Initial Budgets Released
On Jan. 21, Phelan and Senate Finance Chair Jane Nelson each released the initial proposals for the next two-year state budget that will be considered in their respective chambers. Each version would spend roughly the same amount of general revenue — $119.7 billion over the two years, which is notably more than $7 billion over the amount of revenue the Texas Comptroller has estimated would be available to spend in the coming biennium. In order to make up that gap, lawmakers will need to make significant cuts to what they’ve already proposed, use accounting tricks such as deferred payments to put off some spending until the next budget cycle, or utilize a portion of the state’s Economic Stabilization Fund (more commonly referred to as the “rainy day” fund).
Even though the proposed levels of revenue spending are higher than what was allocated last session, once inflation and population growth are considered there is a decrease in expenditures. Moreover, the proposals anticipate a significant drop in federal funds, particularly in the areas of education and health and human services.

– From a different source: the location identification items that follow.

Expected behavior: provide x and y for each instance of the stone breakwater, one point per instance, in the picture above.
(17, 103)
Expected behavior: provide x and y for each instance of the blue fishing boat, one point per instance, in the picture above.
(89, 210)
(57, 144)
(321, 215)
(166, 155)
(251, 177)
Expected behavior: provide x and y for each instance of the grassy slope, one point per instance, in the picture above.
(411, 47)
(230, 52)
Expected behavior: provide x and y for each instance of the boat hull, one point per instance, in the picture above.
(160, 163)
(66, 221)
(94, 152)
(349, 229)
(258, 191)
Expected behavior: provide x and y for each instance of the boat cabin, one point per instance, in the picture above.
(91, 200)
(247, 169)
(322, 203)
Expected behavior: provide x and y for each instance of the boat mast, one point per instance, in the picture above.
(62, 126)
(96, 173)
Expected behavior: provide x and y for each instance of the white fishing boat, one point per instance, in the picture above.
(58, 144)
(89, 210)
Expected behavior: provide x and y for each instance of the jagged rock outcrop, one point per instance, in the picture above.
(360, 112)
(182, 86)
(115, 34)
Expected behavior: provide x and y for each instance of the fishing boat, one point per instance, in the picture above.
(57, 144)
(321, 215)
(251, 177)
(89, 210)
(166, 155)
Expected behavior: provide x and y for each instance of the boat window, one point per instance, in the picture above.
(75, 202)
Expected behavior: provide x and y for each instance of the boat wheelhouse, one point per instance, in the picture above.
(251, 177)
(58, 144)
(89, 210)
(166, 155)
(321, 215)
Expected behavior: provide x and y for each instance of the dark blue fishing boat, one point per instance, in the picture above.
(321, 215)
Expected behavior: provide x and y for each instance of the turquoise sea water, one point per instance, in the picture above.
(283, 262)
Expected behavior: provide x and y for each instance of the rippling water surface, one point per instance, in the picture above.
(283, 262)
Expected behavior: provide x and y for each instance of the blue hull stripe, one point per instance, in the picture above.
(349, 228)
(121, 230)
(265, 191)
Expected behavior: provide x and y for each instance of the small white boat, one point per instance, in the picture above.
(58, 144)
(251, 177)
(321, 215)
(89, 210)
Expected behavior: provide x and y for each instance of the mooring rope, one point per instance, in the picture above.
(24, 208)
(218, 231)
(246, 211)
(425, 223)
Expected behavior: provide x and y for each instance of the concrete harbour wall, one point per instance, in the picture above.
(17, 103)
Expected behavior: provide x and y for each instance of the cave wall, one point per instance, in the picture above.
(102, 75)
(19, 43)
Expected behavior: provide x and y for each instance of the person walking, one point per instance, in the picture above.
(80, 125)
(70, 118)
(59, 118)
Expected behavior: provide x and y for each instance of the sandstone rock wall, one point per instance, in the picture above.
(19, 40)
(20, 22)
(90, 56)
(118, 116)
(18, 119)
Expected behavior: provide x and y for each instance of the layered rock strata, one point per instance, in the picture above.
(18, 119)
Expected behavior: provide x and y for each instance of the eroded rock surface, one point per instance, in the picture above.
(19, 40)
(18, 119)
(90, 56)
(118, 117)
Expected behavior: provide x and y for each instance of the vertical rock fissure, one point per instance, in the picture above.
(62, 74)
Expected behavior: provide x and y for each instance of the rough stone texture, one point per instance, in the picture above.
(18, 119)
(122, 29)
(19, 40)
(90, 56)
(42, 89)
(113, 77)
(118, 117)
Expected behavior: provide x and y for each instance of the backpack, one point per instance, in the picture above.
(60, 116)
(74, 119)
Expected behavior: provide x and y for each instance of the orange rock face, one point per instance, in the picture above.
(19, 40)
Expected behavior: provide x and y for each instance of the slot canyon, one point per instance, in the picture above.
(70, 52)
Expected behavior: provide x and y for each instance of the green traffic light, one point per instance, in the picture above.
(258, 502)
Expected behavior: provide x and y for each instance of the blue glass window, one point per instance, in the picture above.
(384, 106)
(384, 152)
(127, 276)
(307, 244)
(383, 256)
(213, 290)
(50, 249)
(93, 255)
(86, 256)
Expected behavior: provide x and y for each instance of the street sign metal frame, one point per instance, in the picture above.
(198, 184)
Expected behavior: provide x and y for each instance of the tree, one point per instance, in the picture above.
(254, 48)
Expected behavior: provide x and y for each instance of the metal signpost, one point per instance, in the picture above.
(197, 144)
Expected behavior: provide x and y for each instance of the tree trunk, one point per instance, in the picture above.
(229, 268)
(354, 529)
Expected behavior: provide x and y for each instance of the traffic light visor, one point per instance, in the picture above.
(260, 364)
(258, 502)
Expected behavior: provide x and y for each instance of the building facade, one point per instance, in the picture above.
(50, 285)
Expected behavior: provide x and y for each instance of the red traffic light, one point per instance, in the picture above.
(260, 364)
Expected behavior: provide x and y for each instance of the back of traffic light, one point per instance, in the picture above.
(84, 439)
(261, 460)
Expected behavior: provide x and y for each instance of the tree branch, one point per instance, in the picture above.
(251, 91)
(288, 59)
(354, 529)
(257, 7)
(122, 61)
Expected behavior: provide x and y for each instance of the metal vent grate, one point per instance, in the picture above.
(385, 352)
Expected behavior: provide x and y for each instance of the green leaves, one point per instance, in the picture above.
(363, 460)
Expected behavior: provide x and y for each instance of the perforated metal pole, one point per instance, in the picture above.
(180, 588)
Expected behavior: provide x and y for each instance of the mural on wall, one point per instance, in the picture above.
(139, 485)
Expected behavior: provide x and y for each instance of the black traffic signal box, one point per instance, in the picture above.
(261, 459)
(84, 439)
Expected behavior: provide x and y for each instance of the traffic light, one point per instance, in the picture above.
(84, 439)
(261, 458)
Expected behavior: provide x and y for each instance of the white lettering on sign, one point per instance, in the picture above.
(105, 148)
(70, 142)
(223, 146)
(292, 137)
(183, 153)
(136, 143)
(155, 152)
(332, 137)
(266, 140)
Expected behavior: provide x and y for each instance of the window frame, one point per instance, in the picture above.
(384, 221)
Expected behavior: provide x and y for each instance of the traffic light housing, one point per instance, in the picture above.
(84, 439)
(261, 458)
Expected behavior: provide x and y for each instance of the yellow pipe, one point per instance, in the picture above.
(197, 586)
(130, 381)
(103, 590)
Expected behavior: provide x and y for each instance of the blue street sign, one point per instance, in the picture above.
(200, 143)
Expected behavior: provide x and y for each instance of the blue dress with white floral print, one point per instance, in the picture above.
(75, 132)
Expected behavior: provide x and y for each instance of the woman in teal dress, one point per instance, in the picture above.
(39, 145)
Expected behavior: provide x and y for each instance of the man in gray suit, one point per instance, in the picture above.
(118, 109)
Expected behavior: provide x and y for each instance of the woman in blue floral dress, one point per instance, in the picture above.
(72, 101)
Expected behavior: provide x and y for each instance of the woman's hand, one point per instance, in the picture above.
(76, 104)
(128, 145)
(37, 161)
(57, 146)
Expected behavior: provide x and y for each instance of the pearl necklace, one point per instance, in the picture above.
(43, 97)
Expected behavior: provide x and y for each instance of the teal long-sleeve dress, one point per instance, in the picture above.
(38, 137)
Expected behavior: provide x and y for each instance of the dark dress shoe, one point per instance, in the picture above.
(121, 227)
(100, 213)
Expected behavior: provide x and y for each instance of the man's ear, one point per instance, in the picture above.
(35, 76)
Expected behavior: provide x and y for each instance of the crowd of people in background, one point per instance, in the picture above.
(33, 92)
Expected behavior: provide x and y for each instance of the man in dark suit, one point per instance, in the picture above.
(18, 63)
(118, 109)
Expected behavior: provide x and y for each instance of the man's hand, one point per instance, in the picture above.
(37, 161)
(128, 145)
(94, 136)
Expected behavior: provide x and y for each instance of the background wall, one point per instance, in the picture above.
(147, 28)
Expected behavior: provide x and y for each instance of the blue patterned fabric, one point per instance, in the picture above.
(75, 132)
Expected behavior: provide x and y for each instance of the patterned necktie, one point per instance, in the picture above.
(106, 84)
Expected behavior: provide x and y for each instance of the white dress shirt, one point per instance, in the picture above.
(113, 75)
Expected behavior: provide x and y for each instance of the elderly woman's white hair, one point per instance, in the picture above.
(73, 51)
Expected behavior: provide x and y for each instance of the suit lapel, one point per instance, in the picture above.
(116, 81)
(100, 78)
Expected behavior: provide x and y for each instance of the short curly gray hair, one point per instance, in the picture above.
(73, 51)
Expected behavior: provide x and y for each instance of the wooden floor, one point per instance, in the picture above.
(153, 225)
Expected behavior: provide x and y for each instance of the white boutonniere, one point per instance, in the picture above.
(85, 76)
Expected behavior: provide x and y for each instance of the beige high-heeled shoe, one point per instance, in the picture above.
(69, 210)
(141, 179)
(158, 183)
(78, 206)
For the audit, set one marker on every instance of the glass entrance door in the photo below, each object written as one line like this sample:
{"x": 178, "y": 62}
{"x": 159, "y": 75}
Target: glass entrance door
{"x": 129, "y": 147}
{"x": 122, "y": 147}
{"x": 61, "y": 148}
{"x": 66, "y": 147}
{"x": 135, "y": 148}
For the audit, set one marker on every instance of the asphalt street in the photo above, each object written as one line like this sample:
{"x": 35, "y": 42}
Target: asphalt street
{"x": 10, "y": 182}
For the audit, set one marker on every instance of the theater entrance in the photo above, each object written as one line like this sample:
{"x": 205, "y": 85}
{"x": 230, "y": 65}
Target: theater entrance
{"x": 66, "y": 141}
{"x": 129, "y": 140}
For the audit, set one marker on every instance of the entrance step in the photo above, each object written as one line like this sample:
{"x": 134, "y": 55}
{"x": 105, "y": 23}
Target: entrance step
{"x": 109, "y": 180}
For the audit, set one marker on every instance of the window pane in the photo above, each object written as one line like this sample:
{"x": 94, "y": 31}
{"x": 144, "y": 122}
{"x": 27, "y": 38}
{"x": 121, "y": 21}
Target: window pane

Again, these represent just initial proposals, and there is a great deal of work that will be done prior to the approval of a final state budget. We will track the developments and provide updates throughout the session.
Disability Policy Academy
On Jan. 14, we hosted a Disability Policy Academy titled “Public Input During the 87th Texas Legislature.” The event was moderated by TCDD Public Policy Director Scott Daigle, and featured a panel of experts including Jacob Cottingham, chief of staff for State Rep. Donna Howard; Bryan Law, director of the Senate Health & Human Services Committee; Mel Hocker, past president of Texas Advocates; and Michelle Romero, director of legislative affairs for the Texas Medical Association.
The panel discussed the anticipated procedures and safeguards that are being put into place at the Capitol amid the ongoing COVID-19 pandemic, and what methods will be available to advocates hoping to provide public comment on legislative issues. The panel also provided tips on how to be an effective advocate when communicating with lawmakers.
Additionally, the event featured a presentation on resources, including TCDD Resources, that are available to track legislation and policy topics during the session. You can find a recording of the event on our YouTube page.
Among the resources named in the Disability Policy Academy was our newest feature: the TCDD Bill of the Week where we do a deep dive on a piece of legislation that would impact the disability community. For our first entry this session, we highlighted House Bill 168 by Rep. Mary González, which would better ensure inclusive child care for children with disabilities.
Save the date for our next Disability Policy Academy: “DD Experience in the COVID-19 Pandemic: Developing Responsive Public Policy.” The event will take place at 2 p.m. on Feb. 16. More details and registration information will follow.